Bench to bedside and back again: molecular mechanisms of alpha-catenin function and roles in tumorigenesis

Abstract

The cadherin/catenin complex, comprised of E-cadherin, beta-catenin and alpha-catenin, is essential for initiating cell-cell adhesion, establishing cellular polarity and maintaining tissue organization. Disruption or loss of the cadherin/catenin complex is common in cancer. As the primary cell-cell adhesion protein in epithelial cells, E-cadherin has long been studied in cancer progression. Similarly, additional roles for beta-catenin in the Wnt signaling pathway has led to many studies of the role of beta-catenin in cancer. Alpha-catenin, in contrast, has received less attention. However, recent data demonstrate novel functions for alpha-catenin in regulating the actin cytoskeleton and cell-cell adhesion, which when perturbed could contribute to cancer progression. In this review, we use cancer data to evaluate molecular models of alpha-catenin function, from the canonical role of alpha-catenin in cell-cell adhesion to non-canonical roles identified following conditional alpha-catenin deletion. This analysis identifies alpha-catenin as a prognostic factor in cancer progression.
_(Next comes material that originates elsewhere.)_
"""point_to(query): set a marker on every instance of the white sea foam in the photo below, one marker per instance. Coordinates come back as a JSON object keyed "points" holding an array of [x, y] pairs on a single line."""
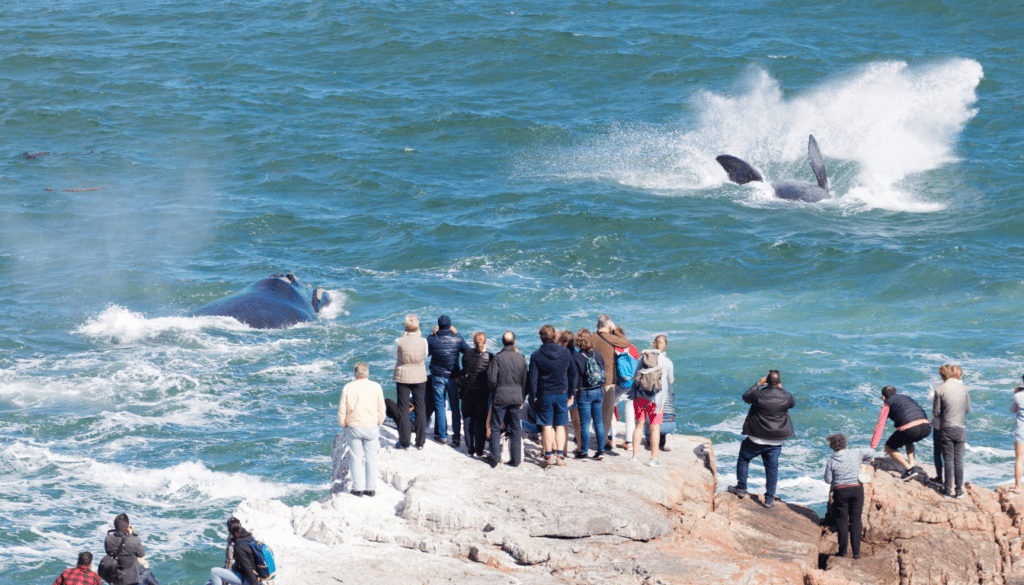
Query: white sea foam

Figure 1. Schematic representations of protein-protein interactions at sites of cadherin-mediated cell-cell adhesion

Left: the textbook model assumes a quaternary complex of cadherin/β-catenin/α-catenin/actin that is involved in cadherin clustering and stablization of cell-cell adhesion. Center/Right: the new model of how the cadherin/catenin complex and actin organization are regulated based on data [54, 55]. In the absence of cell-cell adhesion (center), a ternary complex of cadherin/β-catenin/α-catenin is formed, but the local concentration of α-catenin that may dissociate from the complex is too low to affect actin assembly (by the Arp2/3 complex); under these conditions, cell-cell adhesion is low and cell migration/membrane dynamics are high. Right: Upon cell-cell interactions through cadherin extracellular domains, ternary complexes of cadherin/β-catenin/α-catenin cluster. Dissociation of α-catenin from the cadherin/catenin complex leads to an increase in the local cytoplasmic concentration of α-catenin above the critical concentration for dimerization. These resulting juxta-membrane α-catenin dimers bundle actin filaments and suppress actin assembly by inhibiting the Arp2/3 complex; under these conditions, cell-cell adhesion is high and cell migration/membrane dynamics are low.